General information
- Type: Performance glider
- National origin: Italy
- Manufacturer: Aeronautica Bonomi
- Designer: Camillo Silva
- Number built: 1 or 2

History
- First flight: 1939

= Bonomi BS.20 Albanella =

The Bonomi BS.20 Albanella (Montagu's harrier) was a performance sailplane designed and built in Italy in the late-1930s. Rather little is known about it; either one or two were constructed.

==Design and development==

The BS.20 Albanella is not well documented and the little that is known about it comes a hand-written note on its general characteristics, a number of photographs taken at Milan in the mid-1930s and a sketch on a postcard. It may have been intended for aerobatics.

The Albanella was a cantilever shoulder wing monoplane with a swept straight tapered wing which ended in rounded tips. All the sweep was on the leading edge. Long ailerons occupied more than half the span. As elsewhere on the BS.20, the wing covering was a mixture of plywood and fabric. Its oval cross-section fuselage was conventional at the front, with the pilot's open cockpit just ahead of the leading edge with an eye-line over the upper wing. The main landing gear was a sprung ventral skid stretching from near the nose to below the wing trailing edge. The dorsal line was straight in elevation but immediately aft of the wings the lower ventral line turned quickly upwards and the fuselage became much finer, almost producing a pod and boom form. Horizontal rear surfaces were elliptical in plan. The vertical tail was straight tapered to a rounded tip with a rudder extending down to the keel and operating in an elevator cut-out.
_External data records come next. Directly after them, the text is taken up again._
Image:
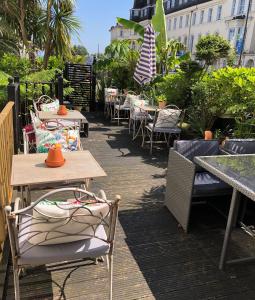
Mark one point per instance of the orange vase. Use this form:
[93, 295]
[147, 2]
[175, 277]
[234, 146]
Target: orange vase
[62, 110]
[55, 157]
[208, 135]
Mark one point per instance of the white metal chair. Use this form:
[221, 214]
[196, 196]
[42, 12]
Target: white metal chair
[78, 228]
[167, 122]
[138, 117]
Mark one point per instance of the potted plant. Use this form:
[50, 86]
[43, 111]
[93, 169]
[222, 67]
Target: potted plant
[161, 100]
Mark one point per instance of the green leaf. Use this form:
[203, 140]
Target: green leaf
[159, 24]
[132, 25]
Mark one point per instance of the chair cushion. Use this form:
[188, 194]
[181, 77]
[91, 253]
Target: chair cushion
[40, 255]
[193, 148]
[59, 222]
[174, 130]
[240, 146]
[52, 106]
[205, 183]
[168, 118]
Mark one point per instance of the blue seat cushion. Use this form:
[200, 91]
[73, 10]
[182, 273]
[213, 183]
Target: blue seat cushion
[206, 183]
[39, 255]
[173, 130]
[193, 148]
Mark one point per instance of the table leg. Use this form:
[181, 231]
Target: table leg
[231, 219]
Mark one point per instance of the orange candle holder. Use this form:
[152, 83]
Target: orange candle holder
[62, 110]
[55, 157]
[208, 135]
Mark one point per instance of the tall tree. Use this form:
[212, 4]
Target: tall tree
[61, 24]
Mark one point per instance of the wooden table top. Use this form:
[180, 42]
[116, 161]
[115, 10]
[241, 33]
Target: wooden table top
[71, 115]
[30, 169]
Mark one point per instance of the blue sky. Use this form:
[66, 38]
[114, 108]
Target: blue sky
[96, 17]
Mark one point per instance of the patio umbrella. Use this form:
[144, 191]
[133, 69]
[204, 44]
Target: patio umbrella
[146, 66]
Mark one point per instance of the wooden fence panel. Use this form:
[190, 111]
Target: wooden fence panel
[6, 152]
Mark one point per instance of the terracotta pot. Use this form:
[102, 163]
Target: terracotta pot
[62, 110]
[162, 104]
[55, 157]
[208, 135]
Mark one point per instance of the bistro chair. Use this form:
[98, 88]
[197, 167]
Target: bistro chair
[78, 227]
[167, 122]
[138, 117]
[187, 182]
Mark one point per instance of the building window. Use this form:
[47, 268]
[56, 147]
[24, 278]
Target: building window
[241, 7]
[219, 10]
[180, 21]
[201, 17]
[231, 34]
[233, 8]
[175, 22]
[169, 24]
[209, 15]
[187, 21]
[191, 43]
[194, 16]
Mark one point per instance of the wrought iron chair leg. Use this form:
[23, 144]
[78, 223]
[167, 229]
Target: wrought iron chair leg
[151, 142]
[110, 275]
[16, 282]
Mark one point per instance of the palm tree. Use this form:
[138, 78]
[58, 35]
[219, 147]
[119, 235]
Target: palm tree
[61, 24]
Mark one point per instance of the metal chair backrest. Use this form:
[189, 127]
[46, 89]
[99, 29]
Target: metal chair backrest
[168, 116]
[44, 99]
[50, 221]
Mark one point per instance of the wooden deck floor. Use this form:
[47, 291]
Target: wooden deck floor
[154, 259]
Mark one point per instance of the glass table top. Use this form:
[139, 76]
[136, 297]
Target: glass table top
[236, 170]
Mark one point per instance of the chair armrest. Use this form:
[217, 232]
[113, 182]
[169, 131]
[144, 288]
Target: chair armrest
[179, 187]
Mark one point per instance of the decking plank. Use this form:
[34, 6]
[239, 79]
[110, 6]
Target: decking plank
[153, 259]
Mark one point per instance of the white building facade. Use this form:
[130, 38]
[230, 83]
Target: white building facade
[188, 20]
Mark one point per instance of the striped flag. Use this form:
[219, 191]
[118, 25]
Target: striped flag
[146, 66]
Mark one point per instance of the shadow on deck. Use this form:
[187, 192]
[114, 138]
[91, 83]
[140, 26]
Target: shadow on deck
[154, 259]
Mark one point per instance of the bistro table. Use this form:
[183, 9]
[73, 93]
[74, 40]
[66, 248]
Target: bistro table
[239, 172]
[30, 170]
[72, 115]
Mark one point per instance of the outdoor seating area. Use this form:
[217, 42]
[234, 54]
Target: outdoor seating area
[149, 242]
[127, 173]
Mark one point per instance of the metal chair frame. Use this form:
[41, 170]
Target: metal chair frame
[150, 132]
[17, 227]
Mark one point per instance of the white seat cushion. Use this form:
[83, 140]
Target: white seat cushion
[64, 222]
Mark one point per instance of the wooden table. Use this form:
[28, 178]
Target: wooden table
[30, 170]
[72, 115]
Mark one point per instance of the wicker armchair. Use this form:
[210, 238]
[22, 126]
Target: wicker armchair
[186, 180]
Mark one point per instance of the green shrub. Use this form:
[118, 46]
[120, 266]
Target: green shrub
[13, 64]
[227, 90]
[3, 83]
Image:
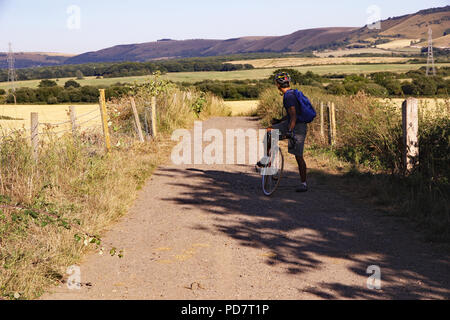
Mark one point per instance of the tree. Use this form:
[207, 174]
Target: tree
[47, 84]
[72, 84]
[79, 75]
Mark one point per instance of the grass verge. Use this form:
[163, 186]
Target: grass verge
[54, 210]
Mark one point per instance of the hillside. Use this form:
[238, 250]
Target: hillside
[34, 59]
[197, 48]
[412, 26]
[395, 33]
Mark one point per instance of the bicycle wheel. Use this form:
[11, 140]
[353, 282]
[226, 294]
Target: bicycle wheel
[271, 175]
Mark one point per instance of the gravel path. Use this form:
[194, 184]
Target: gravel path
[207, 232]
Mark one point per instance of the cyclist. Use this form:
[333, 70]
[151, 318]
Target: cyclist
[290, 127]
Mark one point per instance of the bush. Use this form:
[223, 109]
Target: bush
[71, 84]
[47, 84]
[52, 100]
[370, 136]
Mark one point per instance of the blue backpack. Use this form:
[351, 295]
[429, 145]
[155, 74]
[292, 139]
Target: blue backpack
[307, 112]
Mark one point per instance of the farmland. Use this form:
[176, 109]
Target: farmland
[48, 114]
[193, 77]
[242, 107]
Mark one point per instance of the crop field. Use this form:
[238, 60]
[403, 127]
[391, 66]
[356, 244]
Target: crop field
[49, 116]
[296, 62]
[243, 107]
[396, 44]
[236, 75]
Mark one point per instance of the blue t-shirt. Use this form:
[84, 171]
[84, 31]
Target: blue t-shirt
[290, 100]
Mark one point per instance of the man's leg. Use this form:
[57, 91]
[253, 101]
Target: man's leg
[302, 168]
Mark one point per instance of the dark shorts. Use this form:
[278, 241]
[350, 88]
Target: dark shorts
[296, 146]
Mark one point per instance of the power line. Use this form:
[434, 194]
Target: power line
[430, 59]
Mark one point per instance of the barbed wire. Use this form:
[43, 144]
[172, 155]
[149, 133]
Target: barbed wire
[87, 114]
[92, 119]
[54, 124]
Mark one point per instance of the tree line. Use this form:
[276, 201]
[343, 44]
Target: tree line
[125, 69]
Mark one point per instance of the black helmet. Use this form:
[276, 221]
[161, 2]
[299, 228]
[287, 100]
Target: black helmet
[283, 79]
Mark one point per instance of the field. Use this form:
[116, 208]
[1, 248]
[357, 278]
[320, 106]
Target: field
[48, 114]
[396, 44]
[244, 107]
[296, 62]
[236, 75]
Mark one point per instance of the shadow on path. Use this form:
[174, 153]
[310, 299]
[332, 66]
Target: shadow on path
[307, 231]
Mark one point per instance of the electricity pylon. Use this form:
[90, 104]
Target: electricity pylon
[430, 60]
[12, 72]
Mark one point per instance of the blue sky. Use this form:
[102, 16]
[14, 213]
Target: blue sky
[42, 25]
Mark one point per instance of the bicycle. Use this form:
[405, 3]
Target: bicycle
[272, 173]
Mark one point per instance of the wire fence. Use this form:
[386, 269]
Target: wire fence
[92, 128]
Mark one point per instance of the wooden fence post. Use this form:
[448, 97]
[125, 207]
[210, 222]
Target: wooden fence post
[330, 124]
[322, 122]
[333, 124]
[73, 120]
[105, 119]
[137, 121]
[154, 126]
[410, 116]
[35, 135]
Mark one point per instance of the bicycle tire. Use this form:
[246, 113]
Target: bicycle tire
[269, 184]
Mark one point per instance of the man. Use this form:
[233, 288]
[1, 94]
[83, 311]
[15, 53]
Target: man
[291, 128]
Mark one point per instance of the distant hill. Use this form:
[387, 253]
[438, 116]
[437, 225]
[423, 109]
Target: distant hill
[412, 28]
[34, 59]
[198, 48]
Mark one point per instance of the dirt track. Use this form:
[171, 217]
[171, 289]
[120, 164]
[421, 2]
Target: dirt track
[207, 232]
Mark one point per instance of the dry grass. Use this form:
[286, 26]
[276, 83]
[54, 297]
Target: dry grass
[48, 114]
[397, 44]
[75, 180]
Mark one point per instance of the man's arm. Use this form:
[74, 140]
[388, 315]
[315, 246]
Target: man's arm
[293, 115]
[277, 121]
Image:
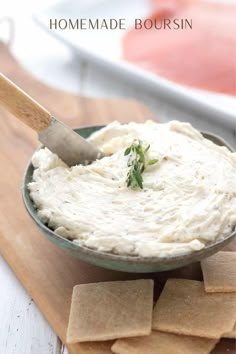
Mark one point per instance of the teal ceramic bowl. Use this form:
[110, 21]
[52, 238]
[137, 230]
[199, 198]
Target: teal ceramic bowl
[112, 261]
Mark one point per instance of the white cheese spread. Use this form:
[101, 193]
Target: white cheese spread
[188, 197]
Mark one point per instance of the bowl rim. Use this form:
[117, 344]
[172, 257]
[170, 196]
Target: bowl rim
[86, 251]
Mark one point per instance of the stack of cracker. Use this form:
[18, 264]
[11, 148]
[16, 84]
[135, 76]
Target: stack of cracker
[189, 317]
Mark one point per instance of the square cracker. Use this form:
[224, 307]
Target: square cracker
[185, 308]
[231, 334]
[164, 343]
[110, 310]
[219, 272]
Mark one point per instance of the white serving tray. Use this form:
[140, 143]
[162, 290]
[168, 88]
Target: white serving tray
[104, 49]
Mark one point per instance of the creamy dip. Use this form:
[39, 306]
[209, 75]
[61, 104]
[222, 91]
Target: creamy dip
[188, 197]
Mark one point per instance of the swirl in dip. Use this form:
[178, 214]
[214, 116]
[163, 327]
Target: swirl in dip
[188, 198]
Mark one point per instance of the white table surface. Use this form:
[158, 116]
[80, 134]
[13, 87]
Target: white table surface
[23, 329]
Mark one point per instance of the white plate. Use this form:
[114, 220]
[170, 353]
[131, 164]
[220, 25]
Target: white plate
[103, 47]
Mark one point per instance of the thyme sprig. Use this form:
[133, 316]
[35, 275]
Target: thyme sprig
[137, 163]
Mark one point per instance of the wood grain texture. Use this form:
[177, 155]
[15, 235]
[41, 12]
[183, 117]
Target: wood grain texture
[47, 273]
[23, 328]
[22, 105]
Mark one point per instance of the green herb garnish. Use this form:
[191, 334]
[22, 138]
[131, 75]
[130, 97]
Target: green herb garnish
[137, 163]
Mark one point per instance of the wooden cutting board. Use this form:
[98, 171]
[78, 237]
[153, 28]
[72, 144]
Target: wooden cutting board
[46, 272]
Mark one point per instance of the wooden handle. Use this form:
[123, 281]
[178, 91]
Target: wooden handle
[22, 105]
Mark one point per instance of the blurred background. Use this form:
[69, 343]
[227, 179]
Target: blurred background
[61, 64]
Photographs suggest there were two somewhat different versions, though whether as a result of modification or the construction of a second prototype is not known.

The Albanella was one of two Italian representatives at the Berlin Olympic Games of 1936 (the other was the Teichfuss Orione), part of a successful demonstration to establish gliding as an Olympic sport (Gliding at the 1936 Summer Olympics).